Changes in moral norms, practices and attitudes are partly driven by technological developments, a phenomenon called “technology-induced moral change”. Such change can be profoundly disruptive, meaning that it disrupts human practices at a fundamental level, including moral concepts. In a recent paper, Katharina Bauer and I argue that such changes and disruptions require the development of what we call “technomoral resilience”, and that moral education should aim at fostering this complex capacity. We illustrate our concept of technomoral resilience by means of the example of human caregivers confronted with the introduction of care robots in elderly care. Our argument does not entail that the cultivation of moral resilience is sufficient for dealing with current challenges in elderly care and healthcare more generally. Structural changes such as better payment for care workers are urgently called for, and it is not our intention to place the burden of ensuring the continuous provision of good care entirely on individuals. We see the development of technomoral resilience as contributing to a differentiated and balanced reaction to the change that happens, thus complementing the necessary changes at the political and institutional level.

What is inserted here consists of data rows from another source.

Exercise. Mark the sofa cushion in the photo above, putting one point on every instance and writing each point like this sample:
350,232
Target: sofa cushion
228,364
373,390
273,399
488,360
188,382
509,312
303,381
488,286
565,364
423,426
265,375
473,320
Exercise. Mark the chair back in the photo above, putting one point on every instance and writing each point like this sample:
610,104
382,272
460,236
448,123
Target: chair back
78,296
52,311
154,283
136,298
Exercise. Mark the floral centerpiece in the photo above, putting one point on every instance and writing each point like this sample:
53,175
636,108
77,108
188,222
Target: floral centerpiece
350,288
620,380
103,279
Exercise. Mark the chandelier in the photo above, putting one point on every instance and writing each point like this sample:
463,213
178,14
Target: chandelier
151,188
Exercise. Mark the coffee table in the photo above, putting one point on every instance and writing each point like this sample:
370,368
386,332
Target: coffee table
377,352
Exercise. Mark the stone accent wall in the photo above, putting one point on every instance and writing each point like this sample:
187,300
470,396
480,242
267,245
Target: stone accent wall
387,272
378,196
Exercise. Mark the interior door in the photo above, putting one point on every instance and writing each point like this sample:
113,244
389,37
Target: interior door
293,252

We propose an understanding of resilience as procedural: it involves a movement from a state of stability through destabilisation and restabilisation to a new and modified stability. The concept applies to the individual as well as to the systemic (or practice) level. At the systemic level, technomoral resilience is the capacity to regain stability after destabilisation, which asks for a certain degree of flexibility. At the individual level, it is the capacity to cope with moral disturbances prompted by technological developments without losing one’s identity as a moral agent.
Care robots are seen as a crucial part of the solution to the problem of a shortage of care workers in an aging society. Robots that are already in use in care settings include robots for lifting patients (“RIBA”), robots that facilitate communication with family members (“Double”) and multifunctional robots like “Zora”, a small humanoid social robot that can give instructions for daily routines, foster patients’ mobility, or pick up trash in care facilities. The first (potential) technology-induced moral change that we address is a change in what it means for care to be good care. The conviction that good care must be care provided by human beings, not by machines, which are associated with coldness is widespread. How can care that is partly provided by care-robots be good care? Answering this question requires “techno-moral imagination”, which is part of technomoral resilience.
The second change concerns a new distribution of roles and responsibilities. The care-robot will, upon entering a sociotechnical network, “alter the distribution of responsibilities and roles within the network as well as the manner in which the practice takes place”. These changes are likely to give rise to confusion and uncertainty. The third change is a new self-understanding of human caregivers. For instance, a caregiver might come to understand themselves as being, together with the robots, jointly responsible for the well-being of the elderly, while in the past they had understood themselves as bearing this responsibility all by themselves. This transition can be expected to be accompanied by uncertainty and feelings of distress.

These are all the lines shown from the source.